Leave the data on the GPU. Do the prefix sum on the GPU. Use the prefix sum array as input to the compaction kernel. Just copy the compacted data back with the indices for where the data should sit in the array once copied back.
ok so use the same output stream of my kernel and pass i as input to prefix_sum kernel (not copying the stream on host)
Now we have the prefix_sum array which is used by as input for compaction kernel (again no copying of prefix_sum array to host)
Now just copy the compacted array back on host and display the result
Just convert the addresses to 3D. The prefix sum is 1D. Your 3D dataset is just a 1D dataset that wraps in 3 dimensions.
1 2 3 4 5 6 7 8
in 2d is:
In 3d it's:
(then behind the 1 is the 5...)
So store the 3D addresses intead of 3D addresses with the valid data items and scatter them into 3D instead of 2D.
Sorry Lee ,
But I don't think I understand the 2D prefix sum given in the smaples.
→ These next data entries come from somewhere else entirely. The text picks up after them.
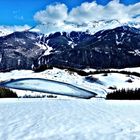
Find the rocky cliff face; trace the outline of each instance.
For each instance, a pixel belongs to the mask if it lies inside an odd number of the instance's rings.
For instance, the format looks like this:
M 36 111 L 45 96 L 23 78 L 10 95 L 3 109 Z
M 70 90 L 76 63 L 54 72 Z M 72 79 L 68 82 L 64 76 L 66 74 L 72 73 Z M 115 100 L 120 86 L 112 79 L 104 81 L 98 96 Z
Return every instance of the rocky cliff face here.
M 0 70 L 58 66 L 124 68 L 140 66 L 140 30 L 122 26 L 88 32 L 56 32 L 45 36 L 15 32 L 0 37 Z

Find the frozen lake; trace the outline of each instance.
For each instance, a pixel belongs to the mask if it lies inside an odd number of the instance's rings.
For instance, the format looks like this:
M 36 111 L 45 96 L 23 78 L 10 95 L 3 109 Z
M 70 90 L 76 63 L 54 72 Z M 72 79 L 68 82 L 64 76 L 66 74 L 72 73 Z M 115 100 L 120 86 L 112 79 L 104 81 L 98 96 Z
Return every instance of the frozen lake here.
M 13 89 L 45 92 L 86 99 L 94 97 L 96 95 L 94 92 L 76 87 L 68 83 L 41 78 L 23 78 L 11 80 L 8 82 L 4 82 L 1 85 Z

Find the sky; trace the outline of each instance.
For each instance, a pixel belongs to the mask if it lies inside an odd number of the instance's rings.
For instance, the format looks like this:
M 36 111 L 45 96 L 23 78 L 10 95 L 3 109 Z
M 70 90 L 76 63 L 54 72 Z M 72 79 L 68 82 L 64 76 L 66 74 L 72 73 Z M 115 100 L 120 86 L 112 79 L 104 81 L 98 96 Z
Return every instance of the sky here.
M 60 25 L 122 17 L 139 20 L 139 9 L 140 0 L 0 0 L 0 25 Z

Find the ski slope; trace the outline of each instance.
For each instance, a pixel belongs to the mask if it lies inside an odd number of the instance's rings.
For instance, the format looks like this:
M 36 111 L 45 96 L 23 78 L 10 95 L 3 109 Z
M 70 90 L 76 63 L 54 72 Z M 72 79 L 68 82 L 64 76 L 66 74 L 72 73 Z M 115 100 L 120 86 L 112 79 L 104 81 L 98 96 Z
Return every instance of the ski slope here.
M 140 102 L 1 99 L 0 140 L 139 140 Z
M 113 69 L 117 70 L 117 69 Z M 121 69 L 131 72 L 140 73 L 140 68 L 126 68 Z M 87 71 L 93 71 L 92 69 Z M 119 71 L 119 70 L 118 70 Z M 58 68 L 53 68 L 50 70 L 45 70 L 43 72 L 35 73 L 31 70 L 14 70 L 11 72 L 0 73 L 0 81 L 7 81 L 10 79 L 20 79 L 20 78 L 43 78 L 48 80 L 54 80 L 58 82 L 64 82 L 76 87 L 94 92 L 98 94 L 98 97 L 105 97 L 107 92 L 112 92 L 109 87 L 116 87 L 116 89 L 135 89 L 139 88 L 140 85 L 140 77 L 136 77 L 133 75 L 125 75 L 120 73 L 109 73 L 106 76 L 104 73 L 102 74 L 94 74 L 90 75 L 93 78 L 97 79 L 97 82 L 87 81 L 85 76 L 80 76 L 75 72 L 70 72 L 68 70 L 61 70 Z M 131 80 L 132 82 L 127 82 Z M 100 84 L 101 83 L 101 84 Z M 12 89 L 13 90 L 13 89 Z M 29 91 L 25 91 L 24 93 L 20 90 L 14 90 L 18 96 L 29 95 Z M 31 93 L 34 94 L 34 93 Z

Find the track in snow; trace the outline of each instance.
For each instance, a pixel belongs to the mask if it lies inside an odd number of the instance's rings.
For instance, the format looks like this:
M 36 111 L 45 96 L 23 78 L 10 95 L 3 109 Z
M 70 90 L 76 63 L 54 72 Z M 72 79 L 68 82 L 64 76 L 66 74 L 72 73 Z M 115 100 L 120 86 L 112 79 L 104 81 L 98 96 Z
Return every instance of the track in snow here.
M 84 99 L 89 99 L 95 97 L 96 95 L 94 92 L 76 87 L 68 83 L 41 78 L 22 78 L 17 80 L 10 80 L 8 82 L 3 82 L 0 85 L 13 89 L 45 92 Z
M 11 99 L 0 101 L 1 140 L 140 139 L 140 102 Z

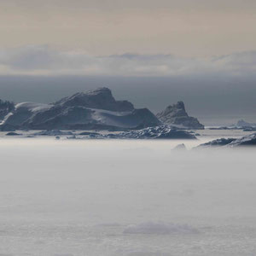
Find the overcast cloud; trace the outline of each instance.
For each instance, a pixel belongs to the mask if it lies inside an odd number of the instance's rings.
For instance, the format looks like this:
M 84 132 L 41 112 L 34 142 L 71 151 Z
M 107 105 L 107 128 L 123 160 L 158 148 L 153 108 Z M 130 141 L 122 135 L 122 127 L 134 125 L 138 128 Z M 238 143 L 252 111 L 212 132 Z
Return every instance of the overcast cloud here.
M 91 56 L 81 51 L 61 51 L 47 45 L 0 50 L 2 75 L 247 76 L 255 71 L 256 51 L 212 58 L 185 58 L 139 54 Z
Don't understand the logic behind it because the wikki link for prefix sum algorithm is somewhat different from what is implemented in the samples.
I didn't know there was a 2D prefix sum in the samples. There's a 1D one as well isn't there? If not you could look at the one from nvidia's SDK which is reasonably efficient and chapter 39 of GPU Gems 3 has an implementation described, as well. Note that in that case it's suboptimal because it does too much control checking for efficiency.
Forget 2D completely, as I said flatten your data into 1D for the prefix sum. It's a 1D array in memory after all. Multi-dimensional arrays are overrated (unless you're actually doing a 2D access pattern that's likely to get a performance benefit from the hardware).
What you want to do is divide the data into blocks each processed by a workgroup. Let's say each workgroup is going to process 64 elements and your workgroups are 64 in size. Allocate 64elements of local memory per group and initialise to the 64 values of your block you want to prefix sum.
Then you do (note the loop in the algorithm on the wikipedia page):
for( i = 0; i < 64; i *= 2 )
if( get_local_id(0) > i )
localData[get_local_id(0)] += localData[get_local_id(0)-i];
Now you output localData to a buffer, offset by 1, and you also output the total sum to another buffer which contains the sums for each block.
if( get_local_id(0) == 0 )
output = 0;
output = localData[get_local_id(0)-1];
outputdata[get_global_id(0)] = output;
if( get_local_id(0) == 0 )
blockSums[get_group_id(0)] = localData;
Now you do another pass that adds the block sums, clearly you want to do a prefix sum over those as well. You may need to do this as a tree. You then have another kernel pass that loads the prefix summed block id and adds that to each of the local data items in the block.
You now have a prefix sum of the entire dataset.
Ok I was talking abt Brook+ sdk samples and you are talking about opencl ones
I have to do this in Brook+ .
I saw the openCL sample and that is a little simpler to understand though i dont understand what is done there.
I am trying to replicate the same in Brook+
what do do for barrier(CLK_LOCAL_MEM_FENCE);
Oh, since you said you were wondering if OpenCL would be better I assumed you were now asking about that.
I know very little about Brook+ and haven't used it since back in the days when it was a Stanford research project.